Ursachen für Stielrisse bei Gurken und wie man sie bekämpfen kann
Eine geschwächte Pflanze ist besonders anfällig für Krankheitserreger und Insektenschädlinge. Risse im Gurkenstängel werden üblicherweise verursacht durch:
- Gurkenmücke;
- Gurkenmosaik;
- Wurzelfäule.
In den meisten Fällen lassen sich die Anzeichen einer Schädigung frühzeitig erkennen, und das Problem kann rechtzeitig behoben werden, um die Pflanze zu retten.
Gurkenmücke
Ein kleines Insekt, das einer gewöhnlichen Stechmücke ähnelt, befällt eine Pflanze, die durch Nichteinhaltung landwirtschaftlicher Praktiken oder durch Beschädigung geschwächt ist. KrankheitenDie Gurkenmücke kann auch junge, unreife Pflanzen schädigen.
Zu den Symptomen des Parasitenbefalls gehören auffällige kleine Gänge an der Oberfläche der Stängel. Diese werden nicht vom Insekt selbst, sondern von seinen Larven verursacht, die, beginnend an den Wurzeln, Löcher in das Pflanzengewebe fressen. Mit der Zeit beginnt der oberirdische Teil des Strauchs bis hin zu den Früchten zu faulen.
Die adulten Mücken können sich in Erde, Düngemitteln und unzureichend behandeltem Pflanzgut entwickeln. Sobald die grünen Triebe erscheinen, legt die Mücke ihre Eier hinein.

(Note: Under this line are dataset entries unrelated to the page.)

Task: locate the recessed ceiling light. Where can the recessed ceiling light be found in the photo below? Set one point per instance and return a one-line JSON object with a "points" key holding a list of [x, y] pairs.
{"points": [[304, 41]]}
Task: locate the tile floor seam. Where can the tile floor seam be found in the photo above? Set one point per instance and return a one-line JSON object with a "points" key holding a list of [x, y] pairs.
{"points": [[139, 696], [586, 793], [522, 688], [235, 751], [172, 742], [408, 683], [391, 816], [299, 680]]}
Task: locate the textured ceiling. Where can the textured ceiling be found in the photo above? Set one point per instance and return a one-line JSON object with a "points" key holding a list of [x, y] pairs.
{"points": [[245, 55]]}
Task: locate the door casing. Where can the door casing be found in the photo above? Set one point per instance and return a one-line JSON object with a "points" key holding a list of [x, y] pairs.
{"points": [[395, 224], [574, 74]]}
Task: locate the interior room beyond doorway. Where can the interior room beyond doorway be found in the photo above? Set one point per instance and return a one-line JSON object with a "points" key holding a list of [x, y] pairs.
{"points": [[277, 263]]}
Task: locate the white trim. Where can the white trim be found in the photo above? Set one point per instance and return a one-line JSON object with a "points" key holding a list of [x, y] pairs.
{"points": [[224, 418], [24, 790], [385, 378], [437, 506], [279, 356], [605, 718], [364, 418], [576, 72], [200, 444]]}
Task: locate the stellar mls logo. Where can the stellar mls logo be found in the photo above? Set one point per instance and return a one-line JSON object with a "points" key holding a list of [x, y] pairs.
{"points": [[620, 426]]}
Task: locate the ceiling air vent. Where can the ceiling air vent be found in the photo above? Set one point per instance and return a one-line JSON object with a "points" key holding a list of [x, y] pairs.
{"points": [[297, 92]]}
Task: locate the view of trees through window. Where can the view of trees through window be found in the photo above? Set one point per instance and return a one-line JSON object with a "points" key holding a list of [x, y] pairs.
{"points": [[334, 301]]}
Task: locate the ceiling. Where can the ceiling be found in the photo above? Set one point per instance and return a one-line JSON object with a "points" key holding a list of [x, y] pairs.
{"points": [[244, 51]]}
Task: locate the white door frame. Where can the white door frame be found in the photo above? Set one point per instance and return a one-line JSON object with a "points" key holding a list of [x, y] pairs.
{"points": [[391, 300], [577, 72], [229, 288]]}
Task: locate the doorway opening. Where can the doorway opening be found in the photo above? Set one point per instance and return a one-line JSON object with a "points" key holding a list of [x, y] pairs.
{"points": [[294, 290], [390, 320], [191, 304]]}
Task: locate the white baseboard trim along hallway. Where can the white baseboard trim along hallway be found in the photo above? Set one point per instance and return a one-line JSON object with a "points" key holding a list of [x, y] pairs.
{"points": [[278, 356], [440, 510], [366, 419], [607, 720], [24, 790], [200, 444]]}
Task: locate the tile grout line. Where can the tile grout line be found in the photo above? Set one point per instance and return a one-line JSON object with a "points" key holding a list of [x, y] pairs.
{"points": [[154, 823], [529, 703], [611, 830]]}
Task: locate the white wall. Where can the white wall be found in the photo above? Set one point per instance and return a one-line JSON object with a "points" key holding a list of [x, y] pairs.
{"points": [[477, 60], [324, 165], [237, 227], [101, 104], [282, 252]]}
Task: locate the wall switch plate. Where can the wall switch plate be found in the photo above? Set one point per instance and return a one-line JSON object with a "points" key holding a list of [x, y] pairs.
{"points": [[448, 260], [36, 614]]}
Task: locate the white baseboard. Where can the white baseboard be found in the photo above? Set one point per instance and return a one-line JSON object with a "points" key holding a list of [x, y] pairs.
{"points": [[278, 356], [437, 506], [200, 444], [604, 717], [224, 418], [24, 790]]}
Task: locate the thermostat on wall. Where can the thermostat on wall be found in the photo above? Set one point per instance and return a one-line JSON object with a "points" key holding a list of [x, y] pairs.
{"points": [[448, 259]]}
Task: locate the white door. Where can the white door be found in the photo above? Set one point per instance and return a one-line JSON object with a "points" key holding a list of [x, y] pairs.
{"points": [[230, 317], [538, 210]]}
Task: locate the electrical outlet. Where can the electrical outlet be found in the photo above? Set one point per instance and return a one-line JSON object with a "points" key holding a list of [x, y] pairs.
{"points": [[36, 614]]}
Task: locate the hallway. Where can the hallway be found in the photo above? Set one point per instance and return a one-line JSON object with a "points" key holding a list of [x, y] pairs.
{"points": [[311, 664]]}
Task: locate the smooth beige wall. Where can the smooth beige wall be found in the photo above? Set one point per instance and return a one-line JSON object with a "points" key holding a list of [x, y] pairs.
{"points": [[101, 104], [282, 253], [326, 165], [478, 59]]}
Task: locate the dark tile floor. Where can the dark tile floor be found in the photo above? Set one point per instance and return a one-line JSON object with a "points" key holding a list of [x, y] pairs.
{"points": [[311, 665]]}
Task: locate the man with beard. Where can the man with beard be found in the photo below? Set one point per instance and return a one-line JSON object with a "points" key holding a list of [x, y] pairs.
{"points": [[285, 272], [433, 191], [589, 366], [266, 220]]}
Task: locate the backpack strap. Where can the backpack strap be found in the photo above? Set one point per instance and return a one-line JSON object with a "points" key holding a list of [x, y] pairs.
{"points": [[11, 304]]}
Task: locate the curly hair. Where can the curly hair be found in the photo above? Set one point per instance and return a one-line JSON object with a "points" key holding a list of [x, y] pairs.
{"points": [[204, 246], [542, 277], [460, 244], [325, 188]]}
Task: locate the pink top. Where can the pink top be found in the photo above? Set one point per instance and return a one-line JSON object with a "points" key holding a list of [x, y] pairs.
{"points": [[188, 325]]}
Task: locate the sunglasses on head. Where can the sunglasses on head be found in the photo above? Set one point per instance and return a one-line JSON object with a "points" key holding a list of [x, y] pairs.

Ein weiterer Nachteil besteht darin, dass die durch die Larven verursachten Risse sehr anfällig für Krankheiten und Milben sind.
Zur Bekämpfung der Gurkenmücke werden folgende Maßnahmen ergriffen:
- Verwendung von Chemikalien zur Desinfektion des Bodens;
- Thermische Behandlung von Böden;
- Besprühen von Stängeln und Wurzelteilen mit Insektiziden;
- Installation von gelben Klebefallen in den Beeten.
Iskra, ein bewährtes Insektizid, wird in Wasser im Verhältnis 1 Tablette pro 10 Liter gelöst. Die resultierende Lösung wird mit einer Aufwandmenge von 100 ml pro Quadratmeter ausgebracht.
Gurkenmosaikvirus
Diese Krankheit ist ein nekrotischer Stamm (der zum vollständigen Absterben des Gewebes führt) und gilt als die gefährlichste aller bekannten Phytoviren. Sie tritt am häufigsten in Gewächshäusern auf, kann aber auch in Freilandgärten vorkommen.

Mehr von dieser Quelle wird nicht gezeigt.